This study aimed to develop a topical nanoparticulate form of trigonelline to enhance delivery to hair follicles and promote hair growth, addressing the limitations of conventional topicals. Trigonelline nanocrystals were synthesized using sonoprecipitation and optimized through the Box–Behnken design. The optimized nanocrystals were analyzed using scanning and transmission electron microscopy. In vitro permeation and in-vivo skin irritation tests were conducted. The effect on hair length and density was evaluated in cyclophosphamide-induced alopecia in Wistar rats. The optimized nanocrystals had a particle size of 142.7 nm, a polydispersity index of 0.137, and a zeta potential of −25.9 mV. The topical cream contained 79.0% drug.
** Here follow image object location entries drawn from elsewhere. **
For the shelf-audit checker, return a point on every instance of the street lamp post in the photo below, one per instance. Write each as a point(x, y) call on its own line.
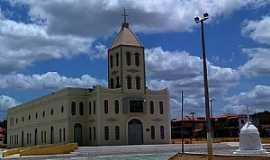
point(182, 117)
point(206, 93)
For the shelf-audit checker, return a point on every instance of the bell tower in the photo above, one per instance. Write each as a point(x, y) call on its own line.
point(126, 63)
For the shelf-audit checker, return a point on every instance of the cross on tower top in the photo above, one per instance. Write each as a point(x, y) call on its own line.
point(125, 23)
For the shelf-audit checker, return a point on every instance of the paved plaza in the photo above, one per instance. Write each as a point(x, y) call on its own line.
point(132, 152)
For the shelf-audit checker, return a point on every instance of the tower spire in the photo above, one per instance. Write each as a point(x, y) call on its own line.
point(125, 23)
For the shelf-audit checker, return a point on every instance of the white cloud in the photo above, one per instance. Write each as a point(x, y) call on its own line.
point(178, 70)
point(258, 63)
point(7, 102)
point(64, 28)
point(256, 99)
point(47, 81)
point(258, 30)
point(22, 44)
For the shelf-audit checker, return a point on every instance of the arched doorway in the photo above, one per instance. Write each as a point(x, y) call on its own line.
point(22, 139)
point(78, 133)
point(135, 132)
point(52, 135)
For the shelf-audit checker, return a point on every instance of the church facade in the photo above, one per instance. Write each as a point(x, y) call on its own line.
point(126, 112)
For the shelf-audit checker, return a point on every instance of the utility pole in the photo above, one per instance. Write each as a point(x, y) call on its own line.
point(206, 92)
point(182, 117)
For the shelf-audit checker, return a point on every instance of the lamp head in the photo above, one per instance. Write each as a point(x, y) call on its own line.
point(205, 15)
point(197, 19)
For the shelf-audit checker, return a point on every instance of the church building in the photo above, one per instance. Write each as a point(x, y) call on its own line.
point(125, 113)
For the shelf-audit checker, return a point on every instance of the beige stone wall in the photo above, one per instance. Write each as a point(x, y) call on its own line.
point(112, 119)
point(98, 120)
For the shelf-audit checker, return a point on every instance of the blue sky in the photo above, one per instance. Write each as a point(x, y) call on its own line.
point(45, 47)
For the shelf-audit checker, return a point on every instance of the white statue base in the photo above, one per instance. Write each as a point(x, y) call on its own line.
point(250, 141)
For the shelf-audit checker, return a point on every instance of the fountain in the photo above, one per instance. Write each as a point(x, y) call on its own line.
point(250, 141)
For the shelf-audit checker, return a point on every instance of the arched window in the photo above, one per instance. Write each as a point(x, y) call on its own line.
point(90, 107)
point(117, 82)
point(128, 58)
point(106, 133)
point(62, 109)
point(112, 83)
point(81, 108)
point(52, 135)
point(152, 107)
point(138, 83)
point(94, 107)
point(117, 59)
point(41, 137)
point(94, 133)
point(116, 105)
point(51, 111)
point(153, 135)
point(161, 107)
point(162, 136)
point(117, 133)
point(137, 59)
point(64, 134)
point(111, 61)
point(106, 109)
point(129, 82)
point(90, 134)
point(60, 135)
point(73, 108)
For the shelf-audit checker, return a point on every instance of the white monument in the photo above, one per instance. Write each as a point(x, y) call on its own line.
point(250, 142)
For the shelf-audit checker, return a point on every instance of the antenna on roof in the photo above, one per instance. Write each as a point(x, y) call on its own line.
point(125, 23)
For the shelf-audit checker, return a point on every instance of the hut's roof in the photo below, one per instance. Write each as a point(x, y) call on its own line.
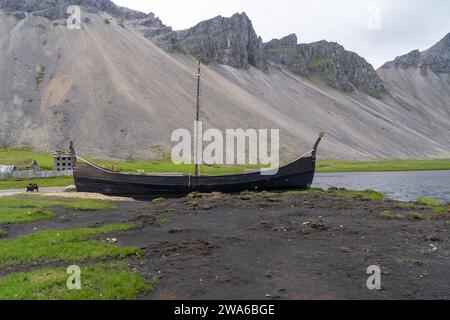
point(7, 169)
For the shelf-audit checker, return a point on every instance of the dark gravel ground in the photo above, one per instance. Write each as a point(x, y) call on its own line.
point(314, 245)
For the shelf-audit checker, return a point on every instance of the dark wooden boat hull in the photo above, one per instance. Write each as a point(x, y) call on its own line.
point(89, 178)
point(92, 178)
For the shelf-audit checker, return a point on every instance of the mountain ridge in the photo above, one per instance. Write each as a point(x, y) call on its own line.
point(116, 93)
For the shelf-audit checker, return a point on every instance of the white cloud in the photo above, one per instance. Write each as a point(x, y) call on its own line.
point(405, 24)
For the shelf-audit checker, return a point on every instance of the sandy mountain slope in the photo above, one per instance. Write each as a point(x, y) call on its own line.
point(117, 95)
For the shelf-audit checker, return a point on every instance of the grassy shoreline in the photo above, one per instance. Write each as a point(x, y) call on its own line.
point(331, 166)
point(23, 158)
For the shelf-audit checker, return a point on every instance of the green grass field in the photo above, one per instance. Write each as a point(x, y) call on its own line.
point(23, 158)
point(30, 208)
point(61, 246)
point(98, 282)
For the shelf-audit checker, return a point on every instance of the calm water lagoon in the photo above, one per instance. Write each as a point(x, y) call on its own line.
point(404, 186)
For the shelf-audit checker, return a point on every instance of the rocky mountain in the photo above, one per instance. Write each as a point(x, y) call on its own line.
point(329, 61)
point(230, 41)
point(125, 81)
point(56, 9)
point(435, 59)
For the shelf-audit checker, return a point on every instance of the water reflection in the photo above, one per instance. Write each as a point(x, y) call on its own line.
point(404, 186)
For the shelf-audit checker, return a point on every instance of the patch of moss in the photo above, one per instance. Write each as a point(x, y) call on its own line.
point(415, 215)
point(40, 75)
point(72, 245)
point(159, 200)
point(98, 282)
point(429, 202)
point(390, 215)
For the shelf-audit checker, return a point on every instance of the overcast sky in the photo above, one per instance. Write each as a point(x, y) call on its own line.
point(378, 30)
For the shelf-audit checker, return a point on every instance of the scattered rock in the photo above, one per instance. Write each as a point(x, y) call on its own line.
point(345, 249)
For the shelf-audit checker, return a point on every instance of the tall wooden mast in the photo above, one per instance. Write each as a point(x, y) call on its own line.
point(197, 119)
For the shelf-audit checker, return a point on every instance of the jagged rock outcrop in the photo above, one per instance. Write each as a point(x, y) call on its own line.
point(436, 59)
point(329, 61)
point(230, 41)
point(285, 52)
point(57, 9)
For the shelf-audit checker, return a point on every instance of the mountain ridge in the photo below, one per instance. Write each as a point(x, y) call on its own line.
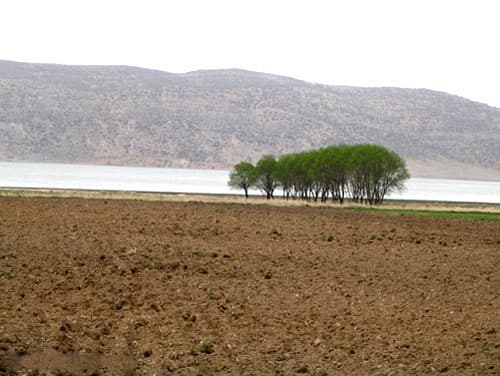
point(126, 115)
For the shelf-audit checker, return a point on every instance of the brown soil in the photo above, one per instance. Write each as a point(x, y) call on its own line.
point(130, 287)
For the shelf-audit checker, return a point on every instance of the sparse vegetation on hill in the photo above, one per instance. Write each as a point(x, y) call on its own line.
point(212, 119)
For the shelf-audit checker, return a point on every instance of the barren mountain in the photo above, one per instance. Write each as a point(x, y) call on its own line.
point(212, 119)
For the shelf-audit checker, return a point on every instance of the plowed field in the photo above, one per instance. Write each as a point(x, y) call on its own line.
point(145, 288)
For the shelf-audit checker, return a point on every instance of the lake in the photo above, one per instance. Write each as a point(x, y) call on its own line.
point(143, 179)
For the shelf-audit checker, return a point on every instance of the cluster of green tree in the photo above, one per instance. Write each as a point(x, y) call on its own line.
point(364, 173)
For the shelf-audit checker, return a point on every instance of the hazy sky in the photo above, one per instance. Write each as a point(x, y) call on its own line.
point(445, 45)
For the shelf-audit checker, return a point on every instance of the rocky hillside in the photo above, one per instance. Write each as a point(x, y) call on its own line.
point(212, 119)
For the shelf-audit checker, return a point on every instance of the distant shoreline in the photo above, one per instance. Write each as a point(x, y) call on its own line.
point(388, 205)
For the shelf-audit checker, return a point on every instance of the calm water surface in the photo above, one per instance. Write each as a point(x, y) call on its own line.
point(141, 179)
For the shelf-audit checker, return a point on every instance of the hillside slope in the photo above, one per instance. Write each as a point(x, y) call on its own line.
point(132, 116)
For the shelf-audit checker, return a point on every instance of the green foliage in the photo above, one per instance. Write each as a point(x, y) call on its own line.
point(363, 173)
point(265, 178)
point(242, 176)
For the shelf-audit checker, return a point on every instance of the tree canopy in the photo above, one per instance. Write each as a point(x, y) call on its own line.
point(362, 173)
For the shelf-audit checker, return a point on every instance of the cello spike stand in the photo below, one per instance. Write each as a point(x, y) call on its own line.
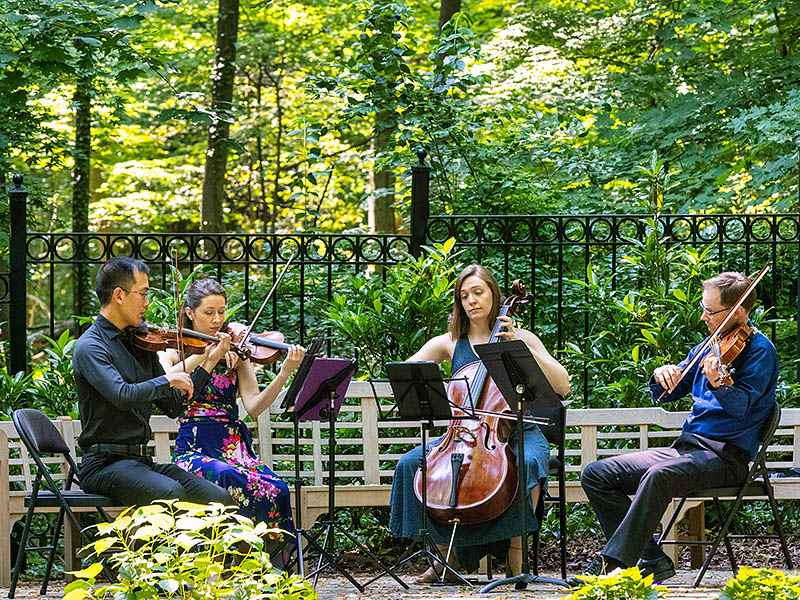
point(521, 381)
point(420, 395)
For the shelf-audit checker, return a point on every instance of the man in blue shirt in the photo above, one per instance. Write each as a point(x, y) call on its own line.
point(718, 440)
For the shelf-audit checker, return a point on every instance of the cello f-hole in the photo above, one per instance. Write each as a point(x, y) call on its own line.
point(456, 460)
point(487, 438)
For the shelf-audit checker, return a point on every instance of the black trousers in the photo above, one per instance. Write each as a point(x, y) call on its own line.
point(136, 481)
point(653, 478)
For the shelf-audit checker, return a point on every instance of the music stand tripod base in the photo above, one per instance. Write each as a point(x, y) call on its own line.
point(419, 391)
point(321, 397)
point(521, 381)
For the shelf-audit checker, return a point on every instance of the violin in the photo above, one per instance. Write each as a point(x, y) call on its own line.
point(721, 327)
point(263, 348)
point(157, 339)
point(726, 350)
point(472, 470)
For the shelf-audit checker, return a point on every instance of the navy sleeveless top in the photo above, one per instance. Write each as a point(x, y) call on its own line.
point(463, 354)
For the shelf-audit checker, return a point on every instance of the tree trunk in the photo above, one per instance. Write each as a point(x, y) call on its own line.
point(81, 189)
point(221, 99)
point(446, 10)
point(381, 210)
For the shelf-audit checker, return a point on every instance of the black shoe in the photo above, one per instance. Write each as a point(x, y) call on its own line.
point(660, 568)
point(600, 565)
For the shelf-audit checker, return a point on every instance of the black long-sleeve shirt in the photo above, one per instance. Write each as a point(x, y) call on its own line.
point(117, 386)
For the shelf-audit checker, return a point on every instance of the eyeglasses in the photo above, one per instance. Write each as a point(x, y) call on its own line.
point(711, 313)
point(145, 294)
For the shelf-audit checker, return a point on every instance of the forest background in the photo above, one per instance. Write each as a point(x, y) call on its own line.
point(305, 115)
point(299, 116)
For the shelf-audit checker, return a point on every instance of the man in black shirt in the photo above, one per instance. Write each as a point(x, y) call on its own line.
point(117, 385)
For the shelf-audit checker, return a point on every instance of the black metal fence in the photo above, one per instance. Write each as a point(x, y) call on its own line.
point(549, 252)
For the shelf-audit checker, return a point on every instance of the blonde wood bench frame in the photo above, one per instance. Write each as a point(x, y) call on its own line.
point(370, 461)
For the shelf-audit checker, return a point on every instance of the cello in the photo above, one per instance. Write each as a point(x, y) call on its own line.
point(472, 470)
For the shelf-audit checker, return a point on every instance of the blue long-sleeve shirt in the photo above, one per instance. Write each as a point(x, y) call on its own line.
point(733, 414)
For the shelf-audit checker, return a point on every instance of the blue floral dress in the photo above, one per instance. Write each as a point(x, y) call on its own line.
point(214, 444)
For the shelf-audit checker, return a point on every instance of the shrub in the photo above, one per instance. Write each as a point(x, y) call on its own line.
point(619, 585)
point(761, 584)
point(174, 549)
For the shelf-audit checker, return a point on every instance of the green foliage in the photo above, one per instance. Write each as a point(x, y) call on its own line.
point(49, 388)
point(14, 391)
point(650, 322)
point(619, 585)
point(163, 307)
point(761, 584)
point(55, 392)
point(181, 550)
point(388, 316)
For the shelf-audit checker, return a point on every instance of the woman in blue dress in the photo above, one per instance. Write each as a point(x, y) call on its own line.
point(476, 305)
point(212, 441)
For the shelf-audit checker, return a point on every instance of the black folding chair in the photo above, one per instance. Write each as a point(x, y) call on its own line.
point(40, 436)
point(756, 486)
point(554, 435)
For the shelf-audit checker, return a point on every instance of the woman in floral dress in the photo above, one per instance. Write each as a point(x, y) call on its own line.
point(212, 441)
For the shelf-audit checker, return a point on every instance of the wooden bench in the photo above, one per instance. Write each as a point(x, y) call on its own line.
point(368, 448)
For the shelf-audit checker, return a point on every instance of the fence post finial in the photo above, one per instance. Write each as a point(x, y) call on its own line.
point(420, 202)
point(17, 278)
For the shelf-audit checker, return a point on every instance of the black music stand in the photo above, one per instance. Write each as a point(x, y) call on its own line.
point(521, 381)
point(420, 395)
point(320, 397)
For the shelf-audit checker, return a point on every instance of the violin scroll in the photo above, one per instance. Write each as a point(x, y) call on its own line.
point(726, 349)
In vitro studies showed higher flux with high Trigonelline loading. In vivo tests indicated the product was innocuous. Hair length and density were significantly greater (P < 0.01) in the nanocrystal-treated group compared to controls and commercial hair oil, but not greater than the Minoxidil group after 30 days. Nanocrystal-based trigonelline formulations show promise for treating alopecia, potentially offering an alternative to minoxidil and finasteride.

Marcin K. Dziuba, Kristina M. McIntire, Kensuke Seto et al.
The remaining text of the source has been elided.